The Avalon Oilfield is currently in the second term of its license which will expire in June 2022.

The extension of this license by the UK Oil and Gas Authority (OGA) is subject to the following the issuance of a “no objection letter” by the OGA on the concept select report to be submitted by PING UK as the operator of Avalon Oilfield, and the submission of an acceptable field development plan (“FDP”) to the OGA, subsequent to the issuance of the “no objection letter.“

PING plans to engage with the OGA this month over the concept select and is targeting for the submission of the FDP to be done before the end of 2021. As for the acquisition of the 50 percent stake from Summit, PING will first pay $5 million after completion of the transaction, with the remaining $12.0 million to be paid on a contingent basis on completion of key project milestones and via a production-linked payment.

According to DNeX, Summit has been actively sourcing for a buyer for its remaining 50% interest in the development of the Avalon Oilfield “as they reportedly intend to shift away from the fossil fuel business.”

“As the joint-owner and operator of the Avalon Oilfield, the proposed acquisition would allow PING UK to avoid any potential conflicting decisions which may arise should [Summit] sell its 50% interest to a third party.
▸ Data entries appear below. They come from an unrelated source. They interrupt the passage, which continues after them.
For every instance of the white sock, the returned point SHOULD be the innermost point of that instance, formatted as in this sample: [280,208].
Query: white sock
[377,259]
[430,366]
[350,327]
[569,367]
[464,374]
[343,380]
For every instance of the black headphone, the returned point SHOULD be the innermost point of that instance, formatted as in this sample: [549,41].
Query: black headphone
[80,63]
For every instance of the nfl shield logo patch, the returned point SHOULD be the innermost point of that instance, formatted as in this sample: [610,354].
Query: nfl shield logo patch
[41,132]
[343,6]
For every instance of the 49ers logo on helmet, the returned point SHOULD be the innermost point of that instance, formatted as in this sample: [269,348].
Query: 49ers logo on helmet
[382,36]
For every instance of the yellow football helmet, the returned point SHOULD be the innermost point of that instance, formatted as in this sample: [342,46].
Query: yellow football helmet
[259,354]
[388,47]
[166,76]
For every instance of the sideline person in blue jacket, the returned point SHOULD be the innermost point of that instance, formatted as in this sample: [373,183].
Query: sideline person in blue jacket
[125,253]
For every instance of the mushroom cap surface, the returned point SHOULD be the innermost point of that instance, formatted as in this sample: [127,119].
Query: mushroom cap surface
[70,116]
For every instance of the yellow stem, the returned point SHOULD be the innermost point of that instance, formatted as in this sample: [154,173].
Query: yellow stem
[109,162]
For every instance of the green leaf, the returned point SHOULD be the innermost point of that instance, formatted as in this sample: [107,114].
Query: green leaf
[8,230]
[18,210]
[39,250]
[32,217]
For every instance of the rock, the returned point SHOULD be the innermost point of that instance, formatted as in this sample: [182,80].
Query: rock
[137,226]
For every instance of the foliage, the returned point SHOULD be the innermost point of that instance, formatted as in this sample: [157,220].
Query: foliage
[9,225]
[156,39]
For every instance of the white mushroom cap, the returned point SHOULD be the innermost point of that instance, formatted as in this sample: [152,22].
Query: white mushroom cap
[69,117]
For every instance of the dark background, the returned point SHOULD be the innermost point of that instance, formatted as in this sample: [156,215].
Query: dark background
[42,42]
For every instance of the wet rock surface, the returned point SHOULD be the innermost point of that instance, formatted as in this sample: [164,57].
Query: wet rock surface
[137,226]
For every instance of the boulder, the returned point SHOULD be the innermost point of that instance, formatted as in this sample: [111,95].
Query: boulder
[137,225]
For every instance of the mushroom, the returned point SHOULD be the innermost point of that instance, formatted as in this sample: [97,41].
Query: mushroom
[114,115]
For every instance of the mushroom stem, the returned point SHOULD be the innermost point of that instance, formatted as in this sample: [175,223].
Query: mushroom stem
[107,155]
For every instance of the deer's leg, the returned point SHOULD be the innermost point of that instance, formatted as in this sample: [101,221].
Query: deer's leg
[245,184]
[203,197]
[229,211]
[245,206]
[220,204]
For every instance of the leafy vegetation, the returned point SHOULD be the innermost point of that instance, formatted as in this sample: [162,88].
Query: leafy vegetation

In addition, the development of the Avalon Oilfield is expected to result in a significant increase in oil production and reserves for PING UK. 

“The development will also provide significant portfolio risk mitigation as PING UK’s revenues would be realized from two independent installations namely from the Anasuria cluster and the Avalon Oilfield after the first production from the Avalon pil field. Further, the Avalon oil field is a proven discovery with significant upside in a politically stable region,” DNeX said.

Following submission of the FDP, PING plans to begin work on the Front End Engineering and Design (“FEED”) for the selected development concept whole sourcing for long-lead items and materials for drilling and development activity.

Following approval of the FDP which Ping expects by Q2 2022, the company plans to start drilling of development wells on Avalon in Q3 2022 while installation and hook-up of the production facility is planned one year later in Q2 2023. 

“Based on the current estimates, Avalon oil field is expected to begin producing oil by July 2023,” the company said, without sharing details on the development concept.

Back in early 2020, UK-focused oil firm Jersey Oil & Gas said it would lead a study aimed at forming a hub to potentially collaboratively develop oil discoveries made by several operators in the Greater Buchan Area in the UK North Sea.

The company said the discoveries included Buchan, J2 and Glenn – operated by Jersey Oil & Gas (100%); Verbier – operated by Equinor UK Limited (70%) (a stake soon to be re-acquired by JOG) alongside its partners Jersey Petroleum Limited (18%) and CIECO Exploration and Production Limited (12%); Avalon – operated by Ping Petroleum UK Limited (50%) alongside its partner Summit Exploration and Production Limited (50%); and Leverett – operated by Zennor Resources (N.I.) Limited (100%).